Su ogni camice bianco lasciato ripiegato sul selciato uno stetoscopio: ieri pomeriggio a Roma sit in di protesta di medici e infermieri della Società italiana di medicina d’emergenza-urgenza e del Sistema 118. La denuncia è chiara: «Il Servizio sanitario nazionale sta perdendo uno dei suoi pilastri fondamentali: le strutture che garantiscono il soccorso e le cure più urgenti ossia i Pronto soccorso e il 118». In Italia nel 2019, spiegano, «si sono contati 24 milioni di accessi in Ps, un’emergenza ogni 90 secondi. Oggi non solo non diminuiscono, ma aumentano. Ma nel 2021 le performance peggiorano perché le capacità di risposta si sono ridotte».

In uno dei settori più critici ma anche essenziali, soprattutto nel mezzo di una pandemia, mancano all’appello 4mila medici (che rappresentano circa il 30% della struttura organica necessaria per far funzionare adeguatamente i Ps) e 10mila infermieri. Andrea Fabbri, responsabile del Centro studi e ricerche Simeu: «Il depauperamento degli organici di Pronto soccorso viaggia a ritmo veloce: circa 2mila medici in meno solo nell’ultimo anno. Ogni due professionisti che abbandonano troviamo una sola sostituzione. Viviamo in stato di allerta e ogni giorno è peggiore del precedente».

Nella riorganizzazione delle strutture ospedaliere spesso i Pronto soccorso sono trascurati se non dimenticati: sale di attesa insufficienti per pazienti e accompagnatori, sale visita non in grado di dare risposte ottimali. «Il profondo disagio vissuto dai professionisti di emergenza-urgenza coincide con le inaccettabili condizioni in cui versano i pazienti – spiega Fabio De Iaco, responsabile dell’accademia dei direttori Simeu e direttore del Pronto soccorso Martini di Torino -. Medici, infermieri e pazienti pagano il prezzo delle medesime carenze, tra attese infinite per un posto letto, strutture inadeguate e le difficoltà legate a personale insufficiente».

Il ministro della Salute, Roberto Speranza, ha inserito nella manovra finanziaria 90 milioni di euro per creare una nuova indennità destinata ai lavoratori del Pronto soccorso (ma non a quelli del 118): 27 milioni per i medici (circa 10mila), 63 milioni per gli infermieri (circa 25 mila) erogati in proporzione alle ore di servizio effettuate. «Non basta. Bisogna cambiare l’organizzazione, ridurre la pressione sui dipartimenti di emergenza degli ospedali» ribatte il presidente Simeu, Salvatore Manca.

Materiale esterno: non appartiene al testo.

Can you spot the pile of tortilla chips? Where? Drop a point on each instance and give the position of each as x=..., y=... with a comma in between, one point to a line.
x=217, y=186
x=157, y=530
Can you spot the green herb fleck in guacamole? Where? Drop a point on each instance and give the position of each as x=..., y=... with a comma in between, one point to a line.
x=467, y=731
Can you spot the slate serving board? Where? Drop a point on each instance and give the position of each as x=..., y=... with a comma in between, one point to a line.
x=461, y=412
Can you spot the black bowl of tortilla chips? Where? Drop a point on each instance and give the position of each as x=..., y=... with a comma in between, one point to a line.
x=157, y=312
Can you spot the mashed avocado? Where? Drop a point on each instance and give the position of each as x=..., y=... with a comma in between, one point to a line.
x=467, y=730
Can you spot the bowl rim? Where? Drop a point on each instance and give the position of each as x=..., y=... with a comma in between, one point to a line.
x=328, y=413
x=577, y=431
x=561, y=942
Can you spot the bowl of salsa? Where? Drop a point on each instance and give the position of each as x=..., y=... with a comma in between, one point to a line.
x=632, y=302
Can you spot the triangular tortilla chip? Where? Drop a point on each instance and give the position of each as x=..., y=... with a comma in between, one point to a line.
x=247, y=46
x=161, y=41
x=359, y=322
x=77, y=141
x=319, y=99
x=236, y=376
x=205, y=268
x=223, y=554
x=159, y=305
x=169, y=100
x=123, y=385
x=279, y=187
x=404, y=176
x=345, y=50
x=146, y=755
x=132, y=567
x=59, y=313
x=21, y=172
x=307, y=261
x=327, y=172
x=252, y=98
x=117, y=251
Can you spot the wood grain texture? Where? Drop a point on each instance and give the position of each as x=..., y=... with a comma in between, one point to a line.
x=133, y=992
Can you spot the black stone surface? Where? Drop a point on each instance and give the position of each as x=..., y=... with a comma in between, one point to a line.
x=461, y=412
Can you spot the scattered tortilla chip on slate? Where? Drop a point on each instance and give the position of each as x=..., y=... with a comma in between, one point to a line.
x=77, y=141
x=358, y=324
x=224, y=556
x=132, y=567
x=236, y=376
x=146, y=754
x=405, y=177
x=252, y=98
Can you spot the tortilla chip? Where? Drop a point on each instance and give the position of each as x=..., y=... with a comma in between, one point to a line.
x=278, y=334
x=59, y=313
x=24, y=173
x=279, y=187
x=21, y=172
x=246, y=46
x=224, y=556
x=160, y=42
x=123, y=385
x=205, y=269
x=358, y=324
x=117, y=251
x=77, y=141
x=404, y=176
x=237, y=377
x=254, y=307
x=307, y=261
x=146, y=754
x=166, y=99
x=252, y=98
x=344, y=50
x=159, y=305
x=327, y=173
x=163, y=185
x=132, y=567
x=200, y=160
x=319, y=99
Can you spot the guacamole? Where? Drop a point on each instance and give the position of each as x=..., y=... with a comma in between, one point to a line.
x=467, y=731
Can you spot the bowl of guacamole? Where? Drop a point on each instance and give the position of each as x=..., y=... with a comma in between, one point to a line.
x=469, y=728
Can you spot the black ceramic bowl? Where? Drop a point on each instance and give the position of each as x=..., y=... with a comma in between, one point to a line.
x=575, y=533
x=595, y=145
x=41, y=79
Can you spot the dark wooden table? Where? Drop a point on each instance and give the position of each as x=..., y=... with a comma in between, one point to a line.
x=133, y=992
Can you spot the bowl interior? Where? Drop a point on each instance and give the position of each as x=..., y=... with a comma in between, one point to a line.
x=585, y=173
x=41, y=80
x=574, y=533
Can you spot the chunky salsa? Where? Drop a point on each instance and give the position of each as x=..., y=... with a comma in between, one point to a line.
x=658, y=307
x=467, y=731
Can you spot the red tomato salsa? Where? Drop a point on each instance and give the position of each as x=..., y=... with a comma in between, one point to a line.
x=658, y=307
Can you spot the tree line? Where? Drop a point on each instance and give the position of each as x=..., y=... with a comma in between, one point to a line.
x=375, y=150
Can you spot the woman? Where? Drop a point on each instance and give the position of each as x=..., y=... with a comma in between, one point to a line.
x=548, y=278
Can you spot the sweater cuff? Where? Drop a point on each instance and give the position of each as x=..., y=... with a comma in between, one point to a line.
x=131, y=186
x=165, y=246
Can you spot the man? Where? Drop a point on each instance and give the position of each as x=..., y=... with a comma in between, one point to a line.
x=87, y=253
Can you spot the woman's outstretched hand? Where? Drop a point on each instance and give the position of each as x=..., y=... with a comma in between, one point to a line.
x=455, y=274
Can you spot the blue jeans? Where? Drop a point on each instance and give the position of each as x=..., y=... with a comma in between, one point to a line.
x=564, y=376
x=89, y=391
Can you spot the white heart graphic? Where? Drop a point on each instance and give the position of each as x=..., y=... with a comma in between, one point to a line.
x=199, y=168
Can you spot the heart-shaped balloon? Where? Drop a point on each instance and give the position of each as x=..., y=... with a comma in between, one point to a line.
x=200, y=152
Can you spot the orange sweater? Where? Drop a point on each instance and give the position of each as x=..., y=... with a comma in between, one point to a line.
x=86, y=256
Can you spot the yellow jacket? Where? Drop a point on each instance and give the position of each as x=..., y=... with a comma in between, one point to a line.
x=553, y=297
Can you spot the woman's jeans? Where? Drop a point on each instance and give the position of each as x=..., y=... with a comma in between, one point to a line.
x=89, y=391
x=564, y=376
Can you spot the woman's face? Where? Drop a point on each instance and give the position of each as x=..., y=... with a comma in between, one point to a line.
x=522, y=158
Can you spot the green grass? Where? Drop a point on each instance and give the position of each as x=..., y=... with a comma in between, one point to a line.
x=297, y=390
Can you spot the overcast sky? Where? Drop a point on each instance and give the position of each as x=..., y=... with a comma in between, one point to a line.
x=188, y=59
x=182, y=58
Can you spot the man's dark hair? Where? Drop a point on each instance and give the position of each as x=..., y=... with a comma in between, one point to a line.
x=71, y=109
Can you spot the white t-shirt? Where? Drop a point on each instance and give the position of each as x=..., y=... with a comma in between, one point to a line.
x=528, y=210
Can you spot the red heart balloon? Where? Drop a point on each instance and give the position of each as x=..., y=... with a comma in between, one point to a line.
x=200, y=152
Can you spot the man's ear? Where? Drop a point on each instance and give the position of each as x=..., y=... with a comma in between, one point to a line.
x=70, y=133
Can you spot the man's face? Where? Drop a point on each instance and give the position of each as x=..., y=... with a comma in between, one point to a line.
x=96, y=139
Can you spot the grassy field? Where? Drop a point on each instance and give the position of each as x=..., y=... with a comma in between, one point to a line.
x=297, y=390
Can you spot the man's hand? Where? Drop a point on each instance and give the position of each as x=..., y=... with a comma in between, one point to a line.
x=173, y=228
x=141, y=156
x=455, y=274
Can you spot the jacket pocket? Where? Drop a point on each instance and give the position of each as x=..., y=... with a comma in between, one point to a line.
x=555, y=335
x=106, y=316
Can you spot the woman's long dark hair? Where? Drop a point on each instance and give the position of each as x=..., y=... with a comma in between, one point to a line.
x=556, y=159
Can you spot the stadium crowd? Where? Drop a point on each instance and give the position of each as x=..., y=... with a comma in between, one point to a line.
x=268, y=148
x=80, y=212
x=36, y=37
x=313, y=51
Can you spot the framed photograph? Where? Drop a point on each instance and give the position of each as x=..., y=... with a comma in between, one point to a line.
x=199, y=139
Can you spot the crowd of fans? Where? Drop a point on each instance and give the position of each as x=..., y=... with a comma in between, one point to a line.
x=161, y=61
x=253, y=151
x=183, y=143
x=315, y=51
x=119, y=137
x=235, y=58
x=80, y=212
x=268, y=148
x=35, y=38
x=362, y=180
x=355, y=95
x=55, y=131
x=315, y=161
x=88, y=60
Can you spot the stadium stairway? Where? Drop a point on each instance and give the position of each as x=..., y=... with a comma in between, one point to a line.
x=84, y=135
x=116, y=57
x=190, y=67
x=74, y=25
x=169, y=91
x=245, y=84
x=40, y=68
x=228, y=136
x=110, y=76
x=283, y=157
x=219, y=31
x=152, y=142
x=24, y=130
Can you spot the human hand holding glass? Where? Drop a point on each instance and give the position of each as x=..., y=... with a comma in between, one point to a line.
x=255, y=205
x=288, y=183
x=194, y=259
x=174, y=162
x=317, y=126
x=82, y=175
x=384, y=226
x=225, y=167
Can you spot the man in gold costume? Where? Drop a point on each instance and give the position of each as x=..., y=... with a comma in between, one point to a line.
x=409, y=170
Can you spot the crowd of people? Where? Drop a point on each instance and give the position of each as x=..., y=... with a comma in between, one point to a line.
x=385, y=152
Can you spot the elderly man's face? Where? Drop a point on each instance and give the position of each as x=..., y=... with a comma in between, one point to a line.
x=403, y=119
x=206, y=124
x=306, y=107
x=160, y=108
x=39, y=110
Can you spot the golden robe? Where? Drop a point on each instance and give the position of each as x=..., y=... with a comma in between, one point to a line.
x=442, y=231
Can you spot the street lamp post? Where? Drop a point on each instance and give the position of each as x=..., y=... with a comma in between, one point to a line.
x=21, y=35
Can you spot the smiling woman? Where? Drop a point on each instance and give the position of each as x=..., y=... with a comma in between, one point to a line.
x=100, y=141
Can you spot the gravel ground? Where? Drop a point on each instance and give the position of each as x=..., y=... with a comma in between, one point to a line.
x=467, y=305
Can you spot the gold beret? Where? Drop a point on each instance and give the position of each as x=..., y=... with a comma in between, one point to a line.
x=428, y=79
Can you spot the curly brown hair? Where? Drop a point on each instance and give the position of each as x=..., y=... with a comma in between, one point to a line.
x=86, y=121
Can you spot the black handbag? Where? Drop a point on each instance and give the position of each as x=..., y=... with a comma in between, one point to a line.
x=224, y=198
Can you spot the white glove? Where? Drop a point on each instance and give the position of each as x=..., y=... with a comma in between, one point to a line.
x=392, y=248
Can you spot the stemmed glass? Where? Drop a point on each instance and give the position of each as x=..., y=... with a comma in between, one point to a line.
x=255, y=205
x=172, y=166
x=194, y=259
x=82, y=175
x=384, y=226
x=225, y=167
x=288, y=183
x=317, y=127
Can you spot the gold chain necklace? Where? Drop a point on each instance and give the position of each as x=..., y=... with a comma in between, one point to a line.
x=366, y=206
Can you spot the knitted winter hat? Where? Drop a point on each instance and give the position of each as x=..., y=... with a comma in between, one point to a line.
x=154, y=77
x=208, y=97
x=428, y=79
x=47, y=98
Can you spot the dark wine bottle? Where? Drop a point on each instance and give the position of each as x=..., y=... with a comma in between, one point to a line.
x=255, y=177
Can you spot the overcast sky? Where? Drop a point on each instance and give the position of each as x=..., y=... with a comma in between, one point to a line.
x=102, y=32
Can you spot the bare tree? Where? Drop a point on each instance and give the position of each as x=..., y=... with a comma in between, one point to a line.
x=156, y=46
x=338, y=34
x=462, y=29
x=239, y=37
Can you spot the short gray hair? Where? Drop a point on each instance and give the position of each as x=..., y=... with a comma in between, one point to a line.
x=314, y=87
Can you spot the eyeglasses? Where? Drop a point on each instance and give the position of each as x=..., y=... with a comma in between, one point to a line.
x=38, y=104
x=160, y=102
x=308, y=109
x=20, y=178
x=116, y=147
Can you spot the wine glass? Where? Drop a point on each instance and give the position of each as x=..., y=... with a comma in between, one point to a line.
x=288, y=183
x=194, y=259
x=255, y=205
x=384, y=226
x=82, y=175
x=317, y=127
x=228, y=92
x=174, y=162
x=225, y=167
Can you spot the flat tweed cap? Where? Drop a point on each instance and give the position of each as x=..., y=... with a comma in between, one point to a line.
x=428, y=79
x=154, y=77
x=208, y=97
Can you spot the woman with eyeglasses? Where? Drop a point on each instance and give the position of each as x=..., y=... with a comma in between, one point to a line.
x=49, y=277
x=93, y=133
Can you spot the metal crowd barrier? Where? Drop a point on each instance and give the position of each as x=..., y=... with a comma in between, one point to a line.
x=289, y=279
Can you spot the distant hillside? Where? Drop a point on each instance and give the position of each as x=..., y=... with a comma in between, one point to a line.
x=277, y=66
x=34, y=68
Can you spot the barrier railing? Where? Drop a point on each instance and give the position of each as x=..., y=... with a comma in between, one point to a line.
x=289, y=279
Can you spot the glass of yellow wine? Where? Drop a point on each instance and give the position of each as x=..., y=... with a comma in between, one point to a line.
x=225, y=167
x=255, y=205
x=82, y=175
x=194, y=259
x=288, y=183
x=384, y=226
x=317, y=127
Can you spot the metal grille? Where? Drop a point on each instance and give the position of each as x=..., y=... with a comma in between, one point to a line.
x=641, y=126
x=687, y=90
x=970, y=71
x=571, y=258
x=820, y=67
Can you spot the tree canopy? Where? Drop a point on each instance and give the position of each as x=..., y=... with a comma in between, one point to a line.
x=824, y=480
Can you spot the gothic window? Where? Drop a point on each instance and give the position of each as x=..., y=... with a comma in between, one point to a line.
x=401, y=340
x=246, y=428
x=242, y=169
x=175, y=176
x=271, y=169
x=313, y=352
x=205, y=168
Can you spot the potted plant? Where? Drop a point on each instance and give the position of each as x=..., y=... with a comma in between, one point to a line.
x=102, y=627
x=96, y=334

Non solo la fuga dai Ps ma anche dalla scuola di specializzazione, dove il 50% dei posti non è stato assegnato. «Mi sono specializzata da pochi giorni – racconta Maria Luisa Ralli -, dopo cinque anni e la pratica di un mestiere che è fra i più belli al mondo ho visto giovani colleghi, come me, lasciare la specialità. Dopo l’emergenza Covid tutto si è amplificato e moltiplicato: la fatica, le responsabilità, le ore passate in Pronto soccorso. Non c’è più tempo per la vita privata, per la formazione, per il recupero psicofisico».